WASHINGTON—Home health agencies didn’t report more than half of the falls that Medicare home health patients hospitalized for falls with major injury experienced, according to a new study by the Department of Health and Human Services Office of the Inspector General (OIG).

The OIG said the findings call the accuracy of Care Compare’s information about falls with major injury into question, and it recommended that the Centers for Medicare & Medicaid Services (CMS) take steps to ensure that HHA-reported Outcome and Assessment Information Set (OASIS) data is accurate and complete, among other measures.

The report looked at almost 40,000 falls with hospitalization and major injury—including subdural hematomas and broken bones—that were submitted through hospital Medicare claims for home health patients from more than 6,000 agencies. It then checked whether those falls were reported in OASIS assessments for those patients, as has been required since 2019, and calculated non-reporting rates.

According to the report, 55% of the falls identified in Mediare claims were not reported in teh associated OASIS assessments as required.
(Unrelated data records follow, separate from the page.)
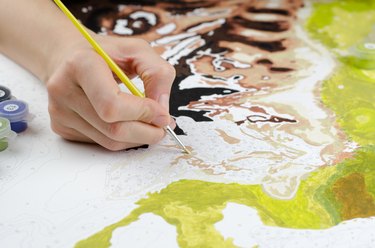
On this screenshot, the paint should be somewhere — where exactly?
[0,100,29,133]
[0,85,12,102]
[0,117,13,152]
[75,148,375,248]
[347,41,375,69]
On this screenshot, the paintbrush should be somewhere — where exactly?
[54,0,190,154]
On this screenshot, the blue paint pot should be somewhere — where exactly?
[0,100,29,133]
[0,117,15,152]
[0,85,12,102]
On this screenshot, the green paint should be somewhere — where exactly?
[76,146,375,248]
[76,0,375,248]
[306,0,375,50]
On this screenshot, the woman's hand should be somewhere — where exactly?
[46,35,175,150]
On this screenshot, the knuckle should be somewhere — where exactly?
[107,122,123,138]
[97,99,116,123]
[138,98,154,123]
[101,139,127,152]
[160,62,176,78]
[149,130,164,145]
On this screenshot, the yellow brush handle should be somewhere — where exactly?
[54,0,144,97]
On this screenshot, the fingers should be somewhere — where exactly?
[115,39,176,111]
[47,35,175,150]
[71,92,165,144]
[50,103,165,151]
[75,50,170,127]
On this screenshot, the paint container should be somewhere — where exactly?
[0,85,12,102]
[0,100,29,133]
[0,117,15,152]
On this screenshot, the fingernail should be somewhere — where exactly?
[158,94,169,113]
[152,115,170,127]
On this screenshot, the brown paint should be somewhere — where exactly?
[215,128,241,145]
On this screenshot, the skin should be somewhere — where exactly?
[81,0,352,199]
[0,0,175,150]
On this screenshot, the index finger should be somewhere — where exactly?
[76,52,169,126]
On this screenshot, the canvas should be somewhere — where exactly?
[0,0,375,247]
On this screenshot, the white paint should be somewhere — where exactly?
[111,213,179,248]
[156,22,176,35]
[130,11,156,26]
[215,203,375,248]
[188,18,225,32]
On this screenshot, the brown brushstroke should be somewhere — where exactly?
[215,128,241,145]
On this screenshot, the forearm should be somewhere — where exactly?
[0,0,81,81]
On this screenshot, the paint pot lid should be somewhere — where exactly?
[0,100,29,122]
[0,117,12,139]
[0,85,12,102]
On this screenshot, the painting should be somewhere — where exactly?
[65,0,375,247]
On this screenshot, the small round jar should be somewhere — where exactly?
[0,100,29,133]
[0,117,13,152]
[0,85,12,102]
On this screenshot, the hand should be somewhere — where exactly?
[46,35,175,151]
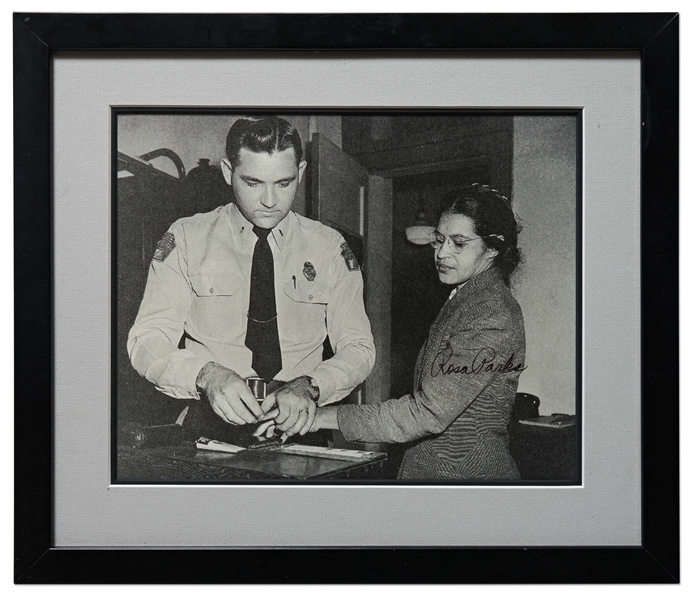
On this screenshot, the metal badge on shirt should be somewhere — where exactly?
[340,241,359,270]
[153,231,175,262]
[304,262,317,281]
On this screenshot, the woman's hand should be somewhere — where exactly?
[253,406,339,441]
[309,406,340,433]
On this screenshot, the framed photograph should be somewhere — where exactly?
[14,14,679,583]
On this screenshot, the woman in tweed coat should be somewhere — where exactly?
[312,184,526,480]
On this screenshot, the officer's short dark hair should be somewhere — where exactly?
[225,115,303,168]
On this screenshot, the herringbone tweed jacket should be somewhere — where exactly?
[337,268,526,480]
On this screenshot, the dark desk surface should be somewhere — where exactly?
[116,443,387,483]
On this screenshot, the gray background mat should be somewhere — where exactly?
[54,52,640,546]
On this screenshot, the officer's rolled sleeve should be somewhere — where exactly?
[127,230,209,399]
[311,237,376,405]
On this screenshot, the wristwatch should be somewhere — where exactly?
[306,376,321,402]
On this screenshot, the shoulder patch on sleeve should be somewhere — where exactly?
[153,231,175,262]
[340,241,360,270]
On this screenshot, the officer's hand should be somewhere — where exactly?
[196,362,263,424]
[262,377,316,436]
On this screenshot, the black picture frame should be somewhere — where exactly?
[13,13,679,584]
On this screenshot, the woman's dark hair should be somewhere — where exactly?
[441,183,521,285]
[225,115,302,168]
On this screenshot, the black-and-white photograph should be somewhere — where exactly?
[112,108,583,486]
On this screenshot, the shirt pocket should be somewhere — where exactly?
[188,273,246,343]
[278,278,330,347]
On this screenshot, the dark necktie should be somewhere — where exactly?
[245,227,282,382]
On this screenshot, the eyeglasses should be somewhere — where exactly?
[431,231,503,254]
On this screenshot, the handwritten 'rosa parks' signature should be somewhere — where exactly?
[431,347,527,376]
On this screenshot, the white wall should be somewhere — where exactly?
[513,116,576,414]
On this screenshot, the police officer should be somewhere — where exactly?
[127,116,375,435]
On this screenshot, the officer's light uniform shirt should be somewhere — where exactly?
[127,204,375,405]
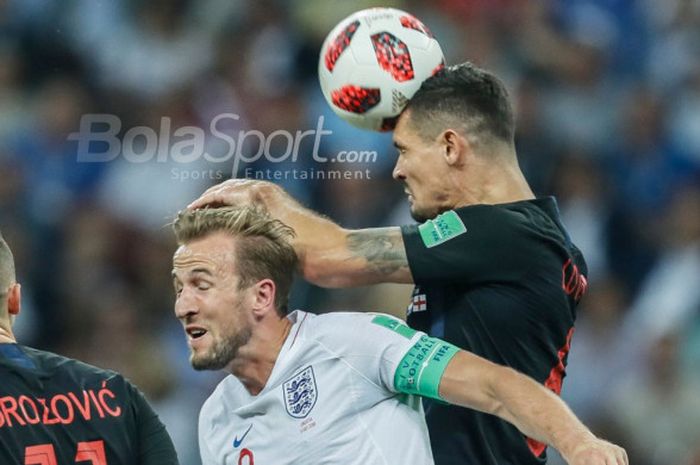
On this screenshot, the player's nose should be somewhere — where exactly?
[175,288,197,320]
[391,160,406,181]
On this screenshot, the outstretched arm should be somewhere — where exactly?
[188,179,413,287]
[439,351,629,465]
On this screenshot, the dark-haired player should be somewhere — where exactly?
[190,63,587,465]
[0,232,178,465]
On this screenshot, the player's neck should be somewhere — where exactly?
[0,326,17,344]
[228,318,292,395]
[457,158,535,206]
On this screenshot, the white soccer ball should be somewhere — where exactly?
[318,8,445,131]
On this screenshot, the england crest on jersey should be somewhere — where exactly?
[282,365,318,418]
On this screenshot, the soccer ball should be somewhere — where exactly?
[318,8,445,131]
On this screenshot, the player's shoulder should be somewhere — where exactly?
[19,346,129,385]
[201,375,247,413]
[293,311,415,353]
[199,375,250,428]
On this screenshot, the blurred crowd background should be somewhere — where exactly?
[0,0,700,465]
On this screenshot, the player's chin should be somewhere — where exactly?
[411,205,434,223]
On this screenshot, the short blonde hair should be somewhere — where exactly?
[173,206,298,315]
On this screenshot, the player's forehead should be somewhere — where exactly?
[172,235,235,276]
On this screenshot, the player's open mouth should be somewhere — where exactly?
[185,327,207,339]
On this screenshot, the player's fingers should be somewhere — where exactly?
[620,448,630,465]
[187,191,224,210]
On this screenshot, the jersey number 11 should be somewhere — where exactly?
[24,440,107,465]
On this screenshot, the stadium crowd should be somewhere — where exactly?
[0,0,700,465]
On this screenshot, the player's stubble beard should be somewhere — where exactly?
[190,328,252,371]
[190,294,253,371]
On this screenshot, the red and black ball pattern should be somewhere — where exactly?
[399,15,433,38]
[324,20,360,71]
[331,86,381,114]
[372,32,414,82]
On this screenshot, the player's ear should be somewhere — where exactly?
[438,129,469,166]
[7,283,22,316]
[253,278,277,317]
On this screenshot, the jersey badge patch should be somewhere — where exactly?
[282,365,318,418]
[406,291,428,316]
[418,210,467,248]
[372,315,416,339]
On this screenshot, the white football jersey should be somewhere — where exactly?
[199,310,433,465]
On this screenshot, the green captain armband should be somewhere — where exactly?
[394,335,459,400]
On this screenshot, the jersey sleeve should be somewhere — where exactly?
[129,385,179,465]
[318,313,458,398]
[197,398,216,465]
[401,205,537,284]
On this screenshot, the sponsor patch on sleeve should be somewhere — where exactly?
[418,210,467,248]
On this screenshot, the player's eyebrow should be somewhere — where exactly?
[170,268,214,279]
[190,268,214,276]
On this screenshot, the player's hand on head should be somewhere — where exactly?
[565,438,629,465]
[187,179,283,210]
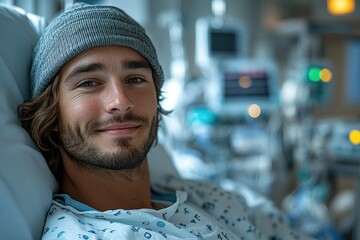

The rates were worse among:

  • Younger patients vs. older patients
  • Patients who identified as Black, Hispanic or Asian vs. white patients
  • For-profit HHAs compared to non-profit or government-owned agencies
  • Medicare Advantage enrollees vs. traditional Medicare

“Notably, HHAs with the lowest Care Compare major injury fall rates reported falls less often than HHAs with higher Care Compare fall rates, indicating that Care Compare does not provide the public with accurate information about how often home health patients fell,” the report said. “Finally, for many Medicare home health patients who fell and were hospitalized, there was no OASIS assessment at all associated with the hospitalization, which raises additional concerns about potential noncompliance with data submission requirements and its impact on the accuracy of information about falls with major injury on Care Compare.”

For example, it said, one agency in Florida with a five-star Care Compare rating reported none of the 18 falls with major injury its Medicare patients experienced between July 1, 2020 and June 30, 2021.  

The report said that HHAs should have practices in place to monitor their OASIS accuracy, including clinical record audits, data entry audits and reports based on electronic health records. It also said that most state agencies do not take steps to ensure OASIS completeness and accuracy in their home health audits.

The OIG recommended that CMS:

  • take steps to ensure the completeness and accuracy of the HHA-reported OASIS data used to calculate the falls with major injury quality measure
  • use data sources, in addition to OASIS assessments, to improve the accuracy of the quality measure related to falls with major injury
  • ensure that HHAs submit required OASIS assessments when their patients are hospitalized
  • explore whether improvements to the quality measure related to falls can also be used to improve the accuracy of other home health measures. CMS concurred with all four recommendations

CMS concurred with all four recommendations and agreed to explore or look into the suggested measures.